Few historical personages have deserved the title the Great. Alexander received it for his military conquests and the expansion of the Macedonian Empire. Charlemagne, also called the father of Europe, was great because a new civilization was born of him and his Holy Roman-Germanic Empire. Others tried to so denominate themselves, like Napoleon Bonaparte, but without success… The Church, in turn, has bestowed this significant appellation on a small number of Saints, including St. Basil, St. Leo and St. Gregory.
Thomas Aquinas has been honored with innumerable predicates. However, he could first of all be called Magnus, that is, the Great.
Great was his predestination, since from his gestation, according to the biographer William of Tocco, his mother received revelations about the exceptional vocation of her son.
His contemplative spirit was equally great.

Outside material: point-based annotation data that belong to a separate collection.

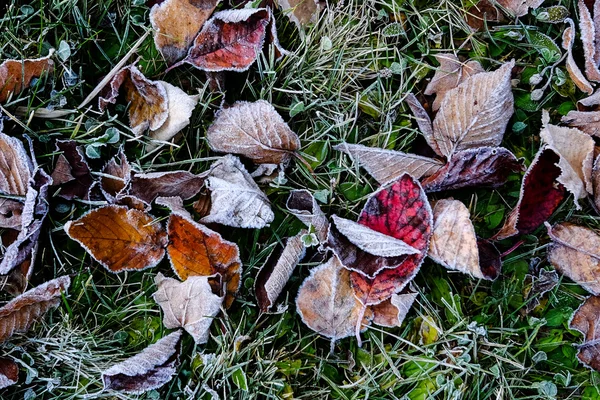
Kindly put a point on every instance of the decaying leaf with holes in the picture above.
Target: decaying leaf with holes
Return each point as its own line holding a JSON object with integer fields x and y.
{"x": 195, "y": 250}
{"x": 16, "y": 76}
{"x": 190, "y": 305}
{"x": 575, "y": 252}
{"x": 152, "y": 368}
{"x": 277, "y": 270}
{"x": 454, "y": 242}
{"x": 120, "y": 239}
{"x": 253, "y": 130}
{"x": 20, "y": 313}
{"x": 236, "y": 200}
{"x": 176, "y": 24}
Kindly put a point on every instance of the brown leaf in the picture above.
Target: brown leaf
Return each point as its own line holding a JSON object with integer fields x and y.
{"x": 20, "y": 313}
{"x": 230, "y": 41}
{"x": 120, "y": 239}
{"x": 302, "y": 204}
{"x": 454, "y": 243}
{"x": 475, "y": 113}
{"x": 176, "y": 23}
{"x": 254, "y": 130}
{"x": 16, "y": 76}
{"x": 195, "y": 250}
{"x": 149, "y": 101}
{"x": 327, "y": 304}
{"x": 575, "y": 252}
{"x": 387, "y": 165}
{"x": 482, "y": 166}
{"x": 451, "y": 73}
{"x": 277, "y": 270}
{"x": 152, "y": 368}
{"x": 576, "y": 151}
{"x": 236, "y": 200}
{"x": 190, "y": 305}
{"x": 147, "y": 187}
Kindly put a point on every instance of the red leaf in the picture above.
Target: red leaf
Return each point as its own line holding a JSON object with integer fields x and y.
{"x": 401, "y": 210}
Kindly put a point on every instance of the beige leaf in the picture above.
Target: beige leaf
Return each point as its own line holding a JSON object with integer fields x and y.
{"x": 254, "y": 130}
{"x": 327, "y": 304}
{"x": 574, "y": 72}
{"x": 475, "y": 113}
{"x": 275, "y": 273}
{"x": 236, "y": 200}
{"x": 190, "y": 305}
{"x": 575, "y": 252}
{"x": 152, "y": 368}
{"x": 304, "y": 206}
{"x": 576, "y": 151}
{"x": 20, "y": 313}
{"x": 371, "y": 241}
{"x": 449, "y": 75}
{"x": 180, "y": 107}
{"x": 387, "y": 165}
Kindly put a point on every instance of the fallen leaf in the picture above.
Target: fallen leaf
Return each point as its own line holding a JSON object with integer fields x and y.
{"x": 149, "y": 101}
{"x": 475, "y": 113}
{"x": 449, "y": 75}
{"x": 576, "y": 151}
{"x": 540, "y": 196}
{"x": 152, "y": 368}
{"x": 190, "y": 305}
{"x": 147, "y": 187}
{"x": 16, "y": 76}
{"x": 230, "y": 41}
{"x": 387, "y": 165}
{"x": 195, "y": 250}
{"x": 236, "y": 200}
{"x": 254, "y": 130}
{"x": 479, "y": 167}
{"x": 176, "y": 23}
{"x": 302, "y": 204}
{"x": 119, "y": 239}
{"x": 9, "y": 372}
{"x": 20, "y": 313}
{"x": 277, "y": 270}
{"x": 399, "y": 209}
{"x": 575, "y": 252}
{"x": 327, "y": 304}
{"x": 454, "y": 242}
{"x": 391, "y": 312}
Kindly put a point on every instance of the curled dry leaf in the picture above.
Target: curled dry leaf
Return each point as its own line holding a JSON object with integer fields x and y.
{"x": 327, "y": 304}
{"x": 120, "y": 239}
{"x": 190, "y": 305}
{"x": 230, "y": 41}
{"x": 277, "y": 270}
{"x": 399, "y": 209}
{"x": 449, "y": 75}
{"x": 454, "y": 243}
{"x": 475, "y": 113}
{"x": 16, "y": 76}
{"x": 236, "y": 200}
{"x": 176, "y": 24}
{"x": 152, "y": 368}
{"x": 575, "y": 252}
{"x": 302, "y": 204}
{"x": 540, "y": 196}
{"x": 483, "y": 166}
{"x": 386, "y": 165}
{"x": 21, "y": 312}
{"x": 254, "y": 130}
{"x": 576, "y": 151}
{"x": 195, "y": 250}
{"x": 9, "y": 372}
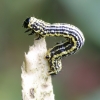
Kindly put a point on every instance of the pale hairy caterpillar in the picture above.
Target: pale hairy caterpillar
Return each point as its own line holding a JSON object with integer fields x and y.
{"x": 74, "y": 40}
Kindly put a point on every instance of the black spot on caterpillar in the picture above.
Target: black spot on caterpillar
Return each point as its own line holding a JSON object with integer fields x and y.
{"x": 74, "y": 40}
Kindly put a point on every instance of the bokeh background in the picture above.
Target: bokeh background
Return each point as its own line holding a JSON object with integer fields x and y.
{"x": 80, "y": 76}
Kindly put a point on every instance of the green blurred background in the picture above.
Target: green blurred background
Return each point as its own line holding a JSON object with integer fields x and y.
{"x": 80, "y": 76}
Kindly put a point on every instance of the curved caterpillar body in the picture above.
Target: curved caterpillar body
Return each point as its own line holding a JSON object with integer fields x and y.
{"x": 74, "y": 40}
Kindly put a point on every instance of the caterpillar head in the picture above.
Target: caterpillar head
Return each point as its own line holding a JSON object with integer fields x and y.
{"x": 29, "y": 22}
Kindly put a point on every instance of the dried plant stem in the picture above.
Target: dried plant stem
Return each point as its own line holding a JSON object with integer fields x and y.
{"x": 36, "y": 83}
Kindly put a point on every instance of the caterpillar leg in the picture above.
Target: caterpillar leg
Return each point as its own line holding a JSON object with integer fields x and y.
{"x": 55, "y": 66}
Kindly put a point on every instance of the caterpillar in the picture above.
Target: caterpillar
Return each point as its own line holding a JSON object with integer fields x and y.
{"x": 74, "y": 40}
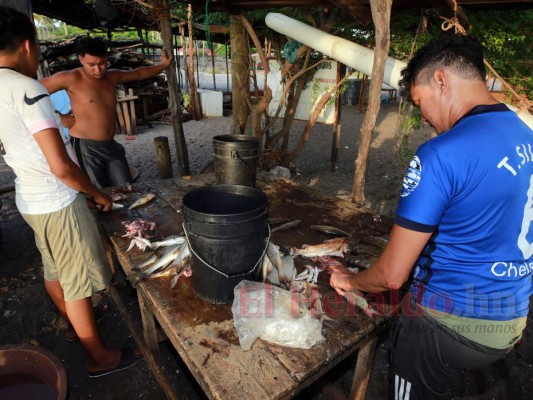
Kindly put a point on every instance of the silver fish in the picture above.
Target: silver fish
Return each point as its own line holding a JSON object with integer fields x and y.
{"x": 142, "y": 200}
{"x": 185, "y": 271}
{"x": 119, "y": 196}
{"x": 333, "y": 247}
{"x": 288, "y": 225}
{"x": 146, "y": 263}
{"x": 329, "y": 230}
{"x": 117, "y": 206}
{"x": 276, "y": 221}
{"x": 163, "y": 262}
{"x": 274, "y": 255}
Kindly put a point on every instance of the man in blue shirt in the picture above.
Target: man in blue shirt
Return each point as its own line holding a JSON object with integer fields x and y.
{"x": 463, "y": 227}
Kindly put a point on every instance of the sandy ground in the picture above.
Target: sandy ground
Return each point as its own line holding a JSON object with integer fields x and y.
{"x": 28, "y": 316}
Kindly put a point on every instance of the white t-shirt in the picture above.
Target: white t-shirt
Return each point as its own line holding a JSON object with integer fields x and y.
{"x": 26, "y": 109}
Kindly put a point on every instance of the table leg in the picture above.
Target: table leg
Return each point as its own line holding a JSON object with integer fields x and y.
{"x": 363, "y": 368}
{"x": 149, "y": 328}
{"x": 159, "y": 374}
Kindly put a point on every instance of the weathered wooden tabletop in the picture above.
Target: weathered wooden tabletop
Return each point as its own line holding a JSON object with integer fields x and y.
{"x": 204, "y": 334}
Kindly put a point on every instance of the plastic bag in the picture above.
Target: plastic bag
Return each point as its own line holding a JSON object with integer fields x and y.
{"x": 272, "y": 314}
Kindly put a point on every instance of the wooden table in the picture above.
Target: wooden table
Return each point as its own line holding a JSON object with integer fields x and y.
{"x": 203, "y": 333}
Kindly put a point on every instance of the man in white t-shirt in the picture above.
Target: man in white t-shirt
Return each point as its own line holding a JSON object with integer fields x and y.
{"x": 49, "y": 187}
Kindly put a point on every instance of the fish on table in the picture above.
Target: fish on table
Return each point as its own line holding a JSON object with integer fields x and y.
{"x": 142, "y": 200}
{"x": 332, "y": 247}
{"x": 286, "y": 226}
{"x": 329, "y": 230}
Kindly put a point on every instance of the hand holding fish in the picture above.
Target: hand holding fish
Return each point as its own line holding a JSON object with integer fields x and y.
{"x": 340, "y": 280}
{"x": 104, "y": 201}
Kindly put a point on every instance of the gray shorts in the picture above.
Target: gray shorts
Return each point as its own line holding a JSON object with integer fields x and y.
{"x": 71, "y": 249}
{"x": 104, "y": 162}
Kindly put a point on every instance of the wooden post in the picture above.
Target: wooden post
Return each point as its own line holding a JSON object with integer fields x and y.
{"x": 164, "y": 162}
{"x": 336, "y": 142}
{"x": 212, "y": 49}
{"x": 240, "y": 63}
{"x": 175, "y": 108}
{"x": 196, "y": 113}
{"x": 381, "y": 10}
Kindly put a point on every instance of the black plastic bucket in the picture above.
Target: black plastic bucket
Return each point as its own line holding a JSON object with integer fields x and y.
{"x": 225, "y": 226}
{"x": 235, "y": 159}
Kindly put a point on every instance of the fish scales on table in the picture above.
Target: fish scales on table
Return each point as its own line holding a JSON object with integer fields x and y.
{"x": 169, "y": 241}
{"x": 332, "y": 247}
{"x": 276, "y": 220}
{"x": 330, "y": 230}
{"x": 357, "y": 299}
{"x": 172, "y": 254}
{"x": 142, "y": 200}
{"x": 286, "y": 226}
{"x": 274, "y": 255}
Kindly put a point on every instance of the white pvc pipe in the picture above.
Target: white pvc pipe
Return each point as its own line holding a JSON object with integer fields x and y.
{"x": 349, "y": 53}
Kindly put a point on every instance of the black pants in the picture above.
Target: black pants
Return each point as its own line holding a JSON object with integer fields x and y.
{"x": 104, "y": 162}
{"x": 427, "y": 357}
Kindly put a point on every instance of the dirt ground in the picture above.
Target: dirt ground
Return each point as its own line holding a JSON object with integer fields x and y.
{"x": 27, "y": 315}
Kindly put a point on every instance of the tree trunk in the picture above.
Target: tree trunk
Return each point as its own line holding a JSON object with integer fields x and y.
{"x": 195, "y": 103}
{"x": 381, "y": 10}
{"x": 177, "y": 126}
{"x": 240, "y": 63}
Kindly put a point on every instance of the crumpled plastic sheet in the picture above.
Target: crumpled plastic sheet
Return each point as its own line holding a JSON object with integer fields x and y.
{"x": 273, "y": 314}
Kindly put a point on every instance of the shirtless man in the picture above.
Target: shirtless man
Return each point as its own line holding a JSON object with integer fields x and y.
{"x": 92, "y": 92}
{"x": 49, "y": 189}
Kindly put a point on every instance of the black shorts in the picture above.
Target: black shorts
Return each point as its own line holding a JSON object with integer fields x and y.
{"x": 104, "y": 162}
{"x": 427, "y": 357}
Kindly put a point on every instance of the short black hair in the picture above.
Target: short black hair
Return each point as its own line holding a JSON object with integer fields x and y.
{"x": 94, "y": 46}
{"x": 15, "y": 28}
{"x": 461, "y": 54}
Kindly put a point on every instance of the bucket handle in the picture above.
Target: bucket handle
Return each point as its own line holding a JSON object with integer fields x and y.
{"x": 220, "y": 272}
{"x": 235, "y": 154}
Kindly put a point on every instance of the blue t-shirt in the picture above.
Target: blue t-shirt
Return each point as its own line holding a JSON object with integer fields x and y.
{"x": 473, "y": 187}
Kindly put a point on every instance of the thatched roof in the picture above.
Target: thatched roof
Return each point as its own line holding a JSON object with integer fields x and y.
{"x": 87, "y": 14}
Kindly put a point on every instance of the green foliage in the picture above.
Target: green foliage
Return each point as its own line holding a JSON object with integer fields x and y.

While still a small boy at the Monastery of Monte Cassino, he insistently questioned the monks, “Who is God?” There, the entire theological cathedral of his doctrine was already present in germ.
Great was his purity, for he practiced the angelic virtue in a heroic way, this being the facet of his soul that most distinguished him in the testimonies for his canonization. As Pius XI pointed out, had he not been angelic in virtue, he would also not have been a doctor. Shortly before Thomas’ death, his confessor reported that his faults were similar to those of an innocent child.
Even his bodily proportions were great, but even more so those of his soul, for he excelled in magnanimity, the virtue that makes the spirit tend towards greatness, as he himself explained.
Great, moreover, was his discipline in studies, whose master could only be a great Saint named Albert. He wrote over a hundred works, most of them commissioned by the most varied interlocutors, from Popes, kings and nobles to colleagues and confreres.
A great professor at the University of Paris, his highly attended lectures attracted not only the attention of students, but also the envious eye of his peers. Thus, the disputes with his opponents were also numerous. Nevertheless, the truth always fought in his favor.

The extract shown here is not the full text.